Ein Insider behauptet, Google wolle bald eigene Geschäfte eröffnen. Vorbild seien die Apple Stores. Dafür fehlen Google aber die passenden Produkte, kommentiert P. Beuth. von 

Google verkauft seine Chromebooks in den Läden der Kette BestBuy.

Google verkauft seine Chromebooks in den Läden der Kette BestBuy.  |  © KIMIHIRO HOSHINO/AFP/GettyImages

"Eine extrem verlässliche Quelle" hat dem Blog 9to5Google.com gesagt, das Unternehmen Google wolle eigene Geschäfte eröffnen. Bereits in der kommenden Weihnachtszeit soll es demnach mehrere Flagship-Stores in den großen US-Metropolen geben, in denen Google seine Hardware verkaufen wolle. Weder der Zeitpunkt noch die Begründung erscheint wirklich sinnvoll.
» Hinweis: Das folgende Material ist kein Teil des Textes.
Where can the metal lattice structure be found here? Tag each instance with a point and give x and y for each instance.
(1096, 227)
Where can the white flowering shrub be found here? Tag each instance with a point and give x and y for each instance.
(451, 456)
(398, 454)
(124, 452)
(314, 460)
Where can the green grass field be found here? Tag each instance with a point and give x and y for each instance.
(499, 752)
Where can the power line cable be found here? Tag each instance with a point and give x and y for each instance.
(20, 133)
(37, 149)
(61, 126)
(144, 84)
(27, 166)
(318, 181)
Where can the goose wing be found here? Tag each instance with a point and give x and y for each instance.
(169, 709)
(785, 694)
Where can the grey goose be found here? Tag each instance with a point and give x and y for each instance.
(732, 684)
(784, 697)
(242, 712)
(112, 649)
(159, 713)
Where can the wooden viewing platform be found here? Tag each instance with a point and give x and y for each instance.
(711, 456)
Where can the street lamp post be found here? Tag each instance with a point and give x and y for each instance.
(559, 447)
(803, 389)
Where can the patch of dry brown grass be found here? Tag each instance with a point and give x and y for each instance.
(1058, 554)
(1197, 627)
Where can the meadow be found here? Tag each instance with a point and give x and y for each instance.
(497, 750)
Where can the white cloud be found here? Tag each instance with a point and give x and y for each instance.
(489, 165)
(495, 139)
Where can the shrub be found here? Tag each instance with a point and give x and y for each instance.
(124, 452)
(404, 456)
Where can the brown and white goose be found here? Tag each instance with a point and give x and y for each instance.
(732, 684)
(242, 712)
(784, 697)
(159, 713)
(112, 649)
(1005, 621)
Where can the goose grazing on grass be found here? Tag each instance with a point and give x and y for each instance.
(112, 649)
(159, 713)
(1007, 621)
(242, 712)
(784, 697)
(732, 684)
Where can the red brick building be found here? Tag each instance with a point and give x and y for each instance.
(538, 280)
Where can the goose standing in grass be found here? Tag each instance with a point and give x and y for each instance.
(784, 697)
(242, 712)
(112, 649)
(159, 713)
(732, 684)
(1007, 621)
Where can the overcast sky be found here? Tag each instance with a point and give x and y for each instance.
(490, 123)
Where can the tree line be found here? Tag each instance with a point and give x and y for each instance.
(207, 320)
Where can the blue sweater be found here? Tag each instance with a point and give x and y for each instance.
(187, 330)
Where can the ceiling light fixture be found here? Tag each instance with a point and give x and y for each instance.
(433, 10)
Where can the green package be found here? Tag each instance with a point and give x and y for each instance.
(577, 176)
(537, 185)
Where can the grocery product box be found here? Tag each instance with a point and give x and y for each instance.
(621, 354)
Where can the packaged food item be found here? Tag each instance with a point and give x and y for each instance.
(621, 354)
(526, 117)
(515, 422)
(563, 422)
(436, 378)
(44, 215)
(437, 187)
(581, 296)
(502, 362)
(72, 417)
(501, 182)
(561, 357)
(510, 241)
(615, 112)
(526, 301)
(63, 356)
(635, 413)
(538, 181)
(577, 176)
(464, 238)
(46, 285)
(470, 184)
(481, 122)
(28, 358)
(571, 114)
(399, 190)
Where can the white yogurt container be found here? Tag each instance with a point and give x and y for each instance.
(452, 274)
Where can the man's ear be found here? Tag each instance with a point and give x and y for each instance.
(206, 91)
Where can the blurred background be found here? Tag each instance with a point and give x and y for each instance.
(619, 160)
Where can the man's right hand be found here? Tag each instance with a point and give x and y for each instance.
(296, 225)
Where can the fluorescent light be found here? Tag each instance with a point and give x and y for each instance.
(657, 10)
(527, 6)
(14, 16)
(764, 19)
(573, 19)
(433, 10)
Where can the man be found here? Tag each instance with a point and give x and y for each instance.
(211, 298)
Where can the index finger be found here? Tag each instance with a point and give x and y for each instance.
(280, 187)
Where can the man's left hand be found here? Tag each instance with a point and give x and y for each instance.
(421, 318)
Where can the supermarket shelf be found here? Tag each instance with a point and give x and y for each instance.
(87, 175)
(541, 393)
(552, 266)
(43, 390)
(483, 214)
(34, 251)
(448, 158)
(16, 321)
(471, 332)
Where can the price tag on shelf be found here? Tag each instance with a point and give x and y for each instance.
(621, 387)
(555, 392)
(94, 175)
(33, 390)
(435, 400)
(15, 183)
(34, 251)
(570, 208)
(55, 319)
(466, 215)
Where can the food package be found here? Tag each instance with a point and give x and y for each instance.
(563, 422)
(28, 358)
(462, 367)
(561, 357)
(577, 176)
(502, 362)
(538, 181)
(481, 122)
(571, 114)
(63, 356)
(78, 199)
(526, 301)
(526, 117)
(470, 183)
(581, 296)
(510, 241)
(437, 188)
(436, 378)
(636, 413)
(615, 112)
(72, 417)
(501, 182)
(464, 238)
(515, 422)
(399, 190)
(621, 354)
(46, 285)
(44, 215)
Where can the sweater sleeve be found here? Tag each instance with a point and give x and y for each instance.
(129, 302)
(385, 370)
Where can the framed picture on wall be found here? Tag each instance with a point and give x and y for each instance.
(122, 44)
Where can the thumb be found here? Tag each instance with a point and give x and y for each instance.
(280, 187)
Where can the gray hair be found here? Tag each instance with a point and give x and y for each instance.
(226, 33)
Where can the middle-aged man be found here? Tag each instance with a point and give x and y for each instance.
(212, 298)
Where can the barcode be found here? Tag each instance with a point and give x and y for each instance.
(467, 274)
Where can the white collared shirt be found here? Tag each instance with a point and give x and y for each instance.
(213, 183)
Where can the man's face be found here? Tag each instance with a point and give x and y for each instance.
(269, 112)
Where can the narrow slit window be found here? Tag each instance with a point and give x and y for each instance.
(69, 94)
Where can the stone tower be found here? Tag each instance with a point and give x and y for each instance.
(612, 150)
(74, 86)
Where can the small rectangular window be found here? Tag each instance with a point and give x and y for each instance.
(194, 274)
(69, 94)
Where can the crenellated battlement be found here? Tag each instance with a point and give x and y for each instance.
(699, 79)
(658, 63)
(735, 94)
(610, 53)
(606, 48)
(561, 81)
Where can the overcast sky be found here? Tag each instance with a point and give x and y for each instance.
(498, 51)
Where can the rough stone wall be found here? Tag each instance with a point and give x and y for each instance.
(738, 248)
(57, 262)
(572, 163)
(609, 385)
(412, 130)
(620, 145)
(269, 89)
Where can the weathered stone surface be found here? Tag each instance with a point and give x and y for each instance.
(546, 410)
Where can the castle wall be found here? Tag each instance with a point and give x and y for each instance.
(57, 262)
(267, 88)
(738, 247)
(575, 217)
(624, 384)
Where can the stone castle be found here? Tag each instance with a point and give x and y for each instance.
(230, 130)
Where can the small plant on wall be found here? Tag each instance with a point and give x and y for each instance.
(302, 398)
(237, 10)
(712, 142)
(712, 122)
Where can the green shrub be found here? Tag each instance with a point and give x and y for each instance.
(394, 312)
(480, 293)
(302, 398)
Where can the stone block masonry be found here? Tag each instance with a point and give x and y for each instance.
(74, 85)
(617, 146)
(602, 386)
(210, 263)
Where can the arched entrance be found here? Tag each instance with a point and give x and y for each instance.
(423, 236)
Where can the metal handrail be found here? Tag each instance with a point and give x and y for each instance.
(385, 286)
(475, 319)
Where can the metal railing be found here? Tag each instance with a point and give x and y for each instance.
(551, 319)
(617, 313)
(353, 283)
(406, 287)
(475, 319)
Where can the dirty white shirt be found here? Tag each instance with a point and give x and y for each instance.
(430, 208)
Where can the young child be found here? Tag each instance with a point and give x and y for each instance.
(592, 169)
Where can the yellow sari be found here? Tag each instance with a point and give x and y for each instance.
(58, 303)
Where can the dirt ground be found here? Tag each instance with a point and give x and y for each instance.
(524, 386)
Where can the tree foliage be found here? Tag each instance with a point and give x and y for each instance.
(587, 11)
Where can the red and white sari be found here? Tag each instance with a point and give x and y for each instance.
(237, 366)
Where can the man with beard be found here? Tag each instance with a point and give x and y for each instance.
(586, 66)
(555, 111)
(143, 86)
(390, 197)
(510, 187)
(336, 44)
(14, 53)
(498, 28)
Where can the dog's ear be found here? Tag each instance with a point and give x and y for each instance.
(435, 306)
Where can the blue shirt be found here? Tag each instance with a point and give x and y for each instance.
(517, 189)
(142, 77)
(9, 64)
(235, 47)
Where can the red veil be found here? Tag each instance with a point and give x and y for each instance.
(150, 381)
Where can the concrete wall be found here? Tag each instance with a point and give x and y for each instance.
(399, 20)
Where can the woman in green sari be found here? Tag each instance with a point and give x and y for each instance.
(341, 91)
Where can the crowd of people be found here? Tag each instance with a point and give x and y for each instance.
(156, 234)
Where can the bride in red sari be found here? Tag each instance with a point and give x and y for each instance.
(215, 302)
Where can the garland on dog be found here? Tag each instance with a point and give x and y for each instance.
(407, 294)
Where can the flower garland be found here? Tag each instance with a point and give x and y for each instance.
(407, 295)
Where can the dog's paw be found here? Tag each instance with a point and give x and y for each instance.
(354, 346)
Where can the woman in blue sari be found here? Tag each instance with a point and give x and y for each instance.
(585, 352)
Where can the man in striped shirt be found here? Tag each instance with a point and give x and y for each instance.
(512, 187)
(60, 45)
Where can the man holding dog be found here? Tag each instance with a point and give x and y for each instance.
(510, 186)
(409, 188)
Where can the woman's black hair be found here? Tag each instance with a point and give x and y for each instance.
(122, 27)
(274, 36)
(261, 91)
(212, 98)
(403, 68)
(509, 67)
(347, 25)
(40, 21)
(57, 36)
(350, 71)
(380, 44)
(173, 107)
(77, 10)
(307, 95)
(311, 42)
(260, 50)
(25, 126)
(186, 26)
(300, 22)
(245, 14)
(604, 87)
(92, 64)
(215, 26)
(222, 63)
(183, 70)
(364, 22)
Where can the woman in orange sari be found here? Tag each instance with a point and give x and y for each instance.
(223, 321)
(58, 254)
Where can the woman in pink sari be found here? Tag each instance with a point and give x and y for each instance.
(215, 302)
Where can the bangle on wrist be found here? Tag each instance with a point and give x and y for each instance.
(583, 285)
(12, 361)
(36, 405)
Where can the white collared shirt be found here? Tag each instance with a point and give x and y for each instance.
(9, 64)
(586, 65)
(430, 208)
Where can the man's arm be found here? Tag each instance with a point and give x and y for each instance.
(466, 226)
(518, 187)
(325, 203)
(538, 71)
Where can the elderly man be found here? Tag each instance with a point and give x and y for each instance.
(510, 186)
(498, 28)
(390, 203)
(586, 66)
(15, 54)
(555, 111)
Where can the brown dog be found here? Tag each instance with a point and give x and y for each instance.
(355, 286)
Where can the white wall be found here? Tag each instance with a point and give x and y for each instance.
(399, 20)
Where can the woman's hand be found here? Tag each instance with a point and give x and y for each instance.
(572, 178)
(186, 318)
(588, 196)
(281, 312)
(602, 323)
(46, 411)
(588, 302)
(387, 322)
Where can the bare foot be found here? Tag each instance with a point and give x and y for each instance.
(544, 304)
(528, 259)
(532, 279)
Der Anlass sei Google Glass, heißt es in dem Bericht. Die kommende Google-Brille sei ein neuartiges Gadget, das kein Mensch kaufe, ohne es vorher ausprobiert zu haben. Außerdem habe Google ja noch weitere Produkte im Sortiment, die in einen solchen Laden passen würden: die Chromebooks sowie die Smartphones und Tablets der Nexus-Reihe.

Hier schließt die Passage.